O Ramadã segundo Burton

Ao fim do Ramadã deste ano, só me vem à lembrança os comentários do explorador inglês Sir Richard Francis Burton (1821-1890), o qual, além de converter-se ao islamismo, ainda tornou-se xiita e, posteriormente, mestre Sufi. Segundo Burton, “aquele ‘mês santo’ era um castigo terrível”, pois tornava os muçulmanos “doentios e inamistosos”.

Durante dezesseis horas e quinze minutos seguidos, ficávamos proibidos de comer, beber, fumar, cheirar e até engolir nossa saliva de propósito.

O Jejum deixava as pessoas de péssimo humor.

Os homens praguejam uns contra os outros e batem nas mulheres. As mulheres esbofeteiam e destratam as crianças, as crianças por sua vez maltratam e xingam cães e gatos. A pessoa mal consegue passar uns dez minutos em qualquer parte populosa da cidade (Cairo) sem ouvir alguma briga violenta.

Numa situação destas não é de se estranhar essa última série de atentados terroristas no Iraque e na Turquia. Os militantes certamente estavam — como se diz em Goiás — com a “vó atrás do toco”…

Mas, num Ramadã, nem tudo é rabujice. Segundo Edward Rice, biógrafo de Burton, apesar desses efeitos colaterais

Burton, como os outros, obedecia escrupulosamente ao jejum do Ramadã. À meia-noite e meia, um tiro de alerta avisava os fiéis que era hora da última refeição do dia. Vinham as orações, e depois, lá pelas duas e meia da madrugada, soava a ordem de abstinência. Os bons muçulmanos se abstinham de comer e beber enquanto havia luz do sol; observava-se o jejum enquanto se pudesse distinguir entre um fio branco e um fio preto. No primeiro alvorecer, Burton dizia suas preces e dormia até de manhã. (…) No final da tarde, o calor era opressivo. Um vento espalhava pela cidade o pó e o calor de fornalha do deserto. Nem uma nuvem aparecia no céu limpo. Enfim, “se aproxima a hora do pôr-do-sol – e como demora para chegar! – [e] a cidade parece se recuperar de um transe”. A noite caía e novamente era permitido comer.

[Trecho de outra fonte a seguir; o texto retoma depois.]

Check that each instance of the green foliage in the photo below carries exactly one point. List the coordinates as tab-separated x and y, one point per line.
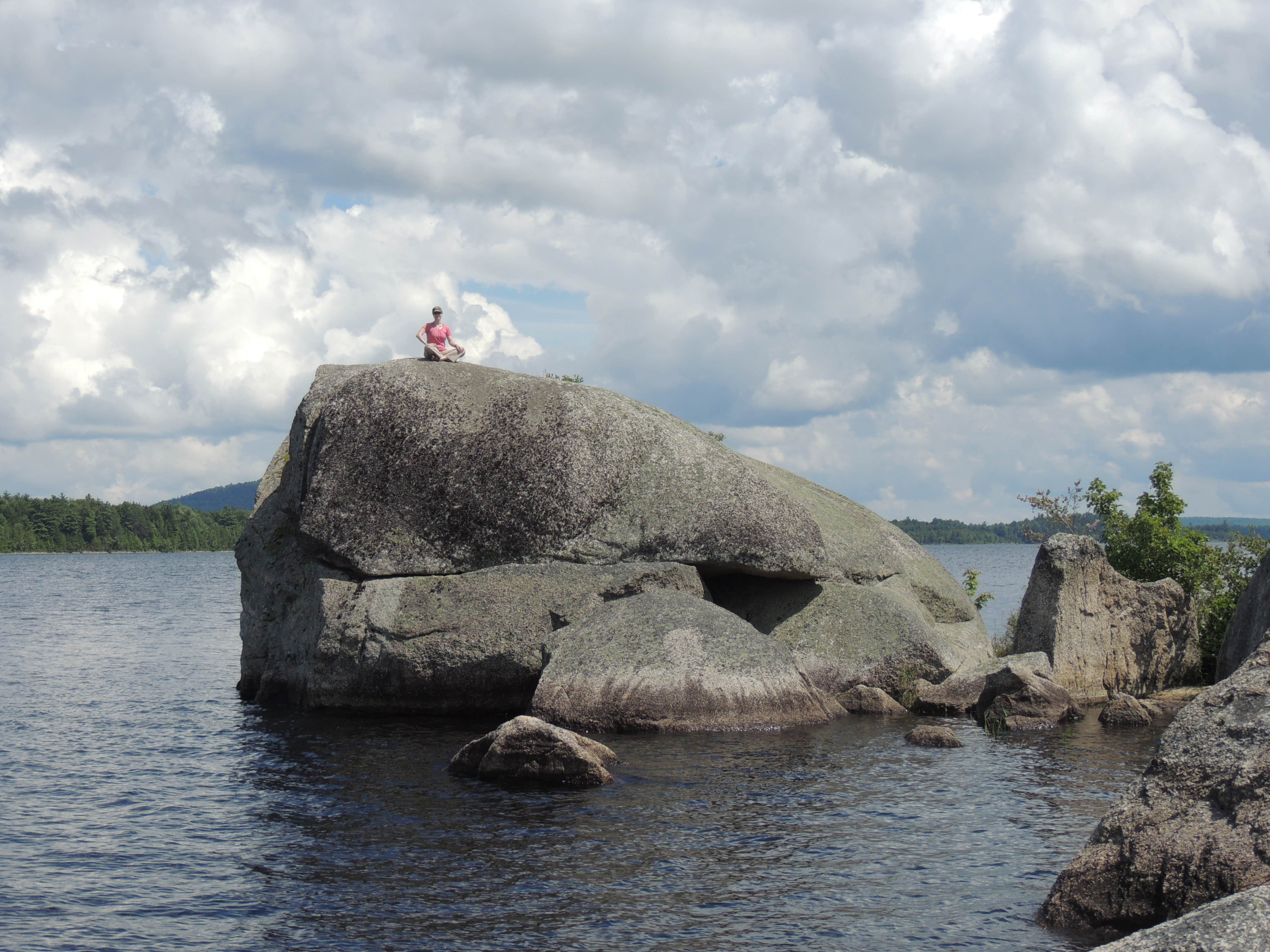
61	525
957	532
1155	544
971	583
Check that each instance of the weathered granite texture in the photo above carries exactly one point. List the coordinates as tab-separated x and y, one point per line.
959	694
1018	699
667	662
399	473
1239	923
870	701
442	644
1100	630
1250	623
929	735
1197	827
529	750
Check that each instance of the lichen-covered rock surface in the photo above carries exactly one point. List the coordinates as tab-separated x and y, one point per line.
530	750
666	662
1250	624
389	564
1103	631
1018	699
959	694
1197	827
1239	923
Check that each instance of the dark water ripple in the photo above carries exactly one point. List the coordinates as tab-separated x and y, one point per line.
144	808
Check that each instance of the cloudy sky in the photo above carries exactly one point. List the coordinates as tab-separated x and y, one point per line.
930	254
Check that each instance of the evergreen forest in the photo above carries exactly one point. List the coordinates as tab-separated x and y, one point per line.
61	525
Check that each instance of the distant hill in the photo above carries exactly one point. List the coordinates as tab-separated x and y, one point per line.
61	525
237	496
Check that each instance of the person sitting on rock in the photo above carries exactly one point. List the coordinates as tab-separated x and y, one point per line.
437	343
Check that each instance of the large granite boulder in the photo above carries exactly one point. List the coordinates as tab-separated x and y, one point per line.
1239	923
442	644
1018	699
667	662
398	477
1197	827
529	750
959	694
1103	631
1250	623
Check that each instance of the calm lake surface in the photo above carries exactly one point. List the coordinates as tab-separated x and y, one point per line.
145	808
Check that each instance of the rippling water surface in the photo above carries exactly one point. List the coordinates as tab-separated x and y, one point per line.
144	808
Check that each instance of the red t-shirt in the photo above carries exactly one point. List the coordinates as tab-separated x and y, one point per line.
437	334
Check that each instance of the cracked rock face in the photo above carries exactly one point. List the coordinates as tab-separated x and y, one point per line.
426	527
1102	631
1197	827
666	662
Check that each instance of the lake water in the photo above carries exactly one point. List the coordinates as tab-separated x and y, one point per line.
147	809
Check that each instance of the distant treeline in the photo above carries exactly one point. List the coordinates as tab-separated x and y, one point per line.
61	525
952	531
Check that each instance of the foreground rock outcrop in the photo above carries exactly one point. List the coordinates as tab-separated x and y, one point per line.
1198	826
529	750
667	662
959	694
1018	699
1250	624
426	527
1239	923
1103	631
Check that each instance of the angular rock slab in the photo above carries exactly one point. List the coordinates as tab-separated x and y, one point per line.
959	692
665	662
928	735
881	634
442	644
1239	923
1103	631
530	750
1249	625
1198	826
1018	699
870	701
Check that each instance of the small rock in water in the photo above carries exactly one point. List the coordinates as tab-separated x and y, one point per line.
530	750
865	700
1126	711
928	735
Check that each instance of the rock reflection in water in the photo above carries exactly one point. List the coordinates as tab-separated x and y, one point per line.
148	809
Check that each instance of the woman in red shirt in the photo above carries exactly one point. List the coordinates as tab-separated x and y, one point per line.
437	343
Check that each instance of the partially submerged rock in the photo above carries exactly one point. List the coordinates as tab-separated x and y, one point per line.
1239	923
1250	623
1018	699
666	662
959	694
872	701
928	735
1126	711
1197	827
1103	631
530	750
402	483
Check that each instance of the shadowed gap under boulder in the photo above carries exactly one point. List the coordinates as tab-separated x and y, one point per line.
763	602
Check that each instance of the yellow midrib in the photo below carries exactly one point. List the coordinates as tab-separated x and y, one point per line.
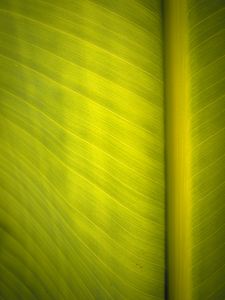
177	150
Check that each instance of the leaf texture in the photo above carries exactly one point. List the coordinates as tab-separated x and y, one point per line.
81	150
207	63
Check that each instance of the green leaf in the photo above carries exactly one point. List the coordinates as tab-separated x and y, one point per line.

Embora, pela escassez de alojamentos, ele fosse obrigado a ficar na região grega da cidade, Burton preferia passar o tempo nos bairros muçulmanos, onde a vida era muito mais interessante. “Todo mundo fala, e é uma fala sempre exagerada, ou aos sussurros ou aos gritos.” Tudo era empolgante nas ruas cheias, entre os contadores de histórias, os cantores e pregadores ambulantes. As pessoas lotavam os cafés ao ar livre, ouvindo bandas gregas e turcas ou comendo bolos, amêndoas torradas, tomando café e bebidas açucaradas. E aí havia “certas damas cujo único sinal de modéstia é a burka ou véu do rosto”. Embora tivessem de cobrir o rosto, muitas mulheres não tinham pudor em andar com os seios nus. Havia um ar de animação por toda parte: o menino do burrico esbordoava sua montaria, “mendigos intensamente orientais”e mulheres cegas batiam dois pauzinhos e cantavam: “O túmulo é escuridão e a boa ação é a lâmpada que o alumia”.

(Sir Richard Francis Burton – o agente secreto que fez a peregrinação a Meca, descobriu o Kama Sutra e trouxe as Mil e Uma Noites para o Ocidente, de Edward Rice.)